Germany
On August 30th 1995 - the Federal Prosecutor's Office sent a fax
to the Internet Content Task Force (the "ICTF") requesting
them to inform all Internet service providers affiliated with
the ICTF that a criminal investigatory procedure against the
parties disseminating a leaflet entitled "radical Nr.154"
a small ultra-left magazine, which the officials claimed "promoted
a terrorist organisation". The service providers were warned
that they might be subject to criminal prosecution for aiding
and abetting criminal activities if they continued to allow the
pages to be called up via their access points and network nodes.
The ICTF issued a press release a few days later stating that
they could not find any tangible legal reasons why an ISP would
be subject to prosecution for aiding and abetting communal activities
if it does not block access to illicit documents via the World
Wide Web, that blocking access to certain WWW pages was not technically
possible without at the same time blocking a host, an entire network
or the WWW part of a host and that they did not feel they could
recommend that the ISPs block the URLs given. Following discussions
with the Public Prosecutor General, it emerged that their view
was that an ISP would definitely be guilty of aiding and abetting
criminal activities if it failed to act after being informed about
the URL of an illicit document.
The ICTF therefore recommended to its affiliates that, given that
parts of the magazine "Radikal" were apparently illicit,
German ISPs could not fully avoid responsibility during this investigation.
The ICTF also stated that the blocking of the URL was unnecessary
and unreasonable, but that the URL or the hosts should be blocked
immediately, though only for a period of 28 days.
Consequently, data packets coming from XS4all and Datarealm, the
two Dutch providers who were hosting the Radikal pages,
were blocked by some ISPs . This obviously had the effect of
not just blocking the site but email requests were also unable
to route through EUnet Germany. Datarealm removed Radikal
from their site. XS4all sent out a cry for help having heard
what was happening in Germany and the site was "mirrored"
on over 30 times. A spokesperson from the Public Prosecutor General
confirmed that executives of XS4all faced arrest if they entered
Germany and refused to rule out action against those people who
had set up mirror sites. More recent news suggests that the executives
of XS4all have not been arrested, the Dutch authorities have taken
no action at all and that Germany is no longer insisting that
ISPs screen all their customers content, but that ISPs do still
have a duty to monitor for pornography or Nazi propaganda which
they have the technical means to block. It is unclear whether
this applies to German ISPs only. This highlights the fact that
although the German authorities have jurisdiction over the German
ISPs, there is no indication that they have any jurisdiction or
means of action over non-German ISPs. In a further report in
the press, it is claimed that the German authorities have filed
charges against a member of the communist party of Democratic
Socialism, Angela Marquardt, for linking to the banned Radikal
from her Website.
In January 1996, Deutsche Telekom blocked access to Internet sites
which were spreading anti-Semitic propaganda, a crime in Germany.

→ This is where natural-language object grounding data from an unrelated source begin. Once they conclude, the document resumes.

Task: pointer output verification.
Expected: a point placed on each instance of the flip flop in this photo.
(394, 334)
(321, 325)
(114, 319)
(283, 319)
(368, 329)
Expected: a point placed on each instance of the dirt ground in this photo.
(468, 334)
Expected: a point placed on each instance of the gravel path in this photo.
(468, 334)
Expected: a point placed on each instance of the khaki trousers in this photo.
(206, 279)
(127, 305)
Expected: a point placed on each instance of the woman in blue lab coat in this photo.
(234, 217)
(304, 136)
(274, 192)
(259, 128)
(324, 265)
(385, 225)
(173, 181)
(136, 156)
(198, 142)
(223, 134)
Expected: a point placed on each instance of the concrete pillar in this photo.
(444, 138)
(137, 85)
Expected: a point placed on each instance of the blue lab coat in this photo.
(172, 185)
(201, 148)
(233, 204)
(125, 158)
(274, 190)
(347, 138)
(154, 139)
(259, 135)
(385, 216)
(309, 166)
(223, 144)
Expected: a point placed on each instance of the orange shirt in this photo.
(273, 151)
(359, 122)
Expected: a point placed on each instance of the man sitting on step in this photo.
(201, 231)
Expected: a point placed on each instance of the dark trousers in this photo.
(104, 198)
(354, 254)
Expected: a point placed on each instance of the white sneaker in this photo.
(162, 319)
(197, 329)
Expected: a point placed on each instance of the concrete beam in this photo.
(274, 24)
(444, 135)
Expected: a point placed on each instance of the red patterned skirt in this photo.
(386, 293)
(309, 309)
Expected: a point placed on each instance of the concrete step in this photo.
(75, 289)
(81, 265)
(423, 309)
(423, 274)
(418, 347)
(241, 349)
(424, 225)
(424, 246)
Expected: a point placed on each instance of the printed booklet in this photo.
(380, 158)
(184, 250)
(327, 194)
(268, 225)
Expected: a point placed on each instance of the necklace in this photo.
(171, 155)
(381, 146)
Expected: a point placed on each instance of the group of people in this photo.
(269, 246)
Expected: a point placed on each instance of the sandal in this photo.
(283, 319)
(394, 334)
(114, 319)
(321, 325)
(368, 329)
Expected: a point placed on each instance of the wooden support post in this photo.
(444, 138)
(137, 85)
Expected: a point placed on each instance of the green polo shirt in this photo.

This followed a request by Mannheim prosecutors who were investigating
Ernst Zuendel, a German-born neo-Nazi living in Toronto. Deutsche
Telekom also blocked access to a Californian company, Web Communications,
because it provided access to Zuendel's site, the company maintaining
that although it did not agree with Zuendel, it was not its policy
to censor users. Although Deutsche Telekom blocked access, the
site was still available through CompuServe.
Singapore
The Government has adopted guidelines requiring Internet Service
Providers and Content Providers to ensure that there is no content
which denigrates or satirises any racial or religious group, or
brings any race or religion into hatred or resentment, or which
promotes religious deviations or occult practices such as Satanism.